Profiles of Fast Ions Accelerated by High-Harmonic Fast-Wave Heating in NSTX

Combined neutral beam injection and 30-MHz high-harmonic fast-wave (HHFW) heating accelerate deuterium fast ions in the National Spherical Torus Experiment (NSTX). With 1.1 MW of HHFW power, the neutron rate is about two times larger than in comparison discharges without this source of plasma heating. A fast-ion tail above the injection energy is observed on a conventional E$\vert \vert $B neutral particle analyzer (NPA), on a 4-chord solid state neutral particle analyzer (SSNPA) array, and on a 16-channel fast-ion D-alpha (FIDA) diagnostic. At some angles, neutral particle analyzers can detect neutrals at twice the injection beam energy.

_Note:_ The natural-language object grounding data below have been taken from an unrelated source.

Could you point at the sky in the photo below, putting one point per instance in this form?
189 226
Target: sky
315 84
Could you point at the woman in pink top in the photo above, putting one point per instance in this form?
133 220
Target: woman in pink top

The spatial profile of the accelerated fast ions measured by the D-alpha diagnostic is much broader than in conventional tokamaks, presumably due to the multiple resonance layers and large orbits in a spherical tokamak. In addition, compressional Alfven eigenmode activity is much stronger during HHFW, probably due to the bump-on-tail fast-ion velocity distribution which enhances the instability drive. The fast-ion distribution function calculated by the CQL3D Fokker-Planck code is compared with experimental data.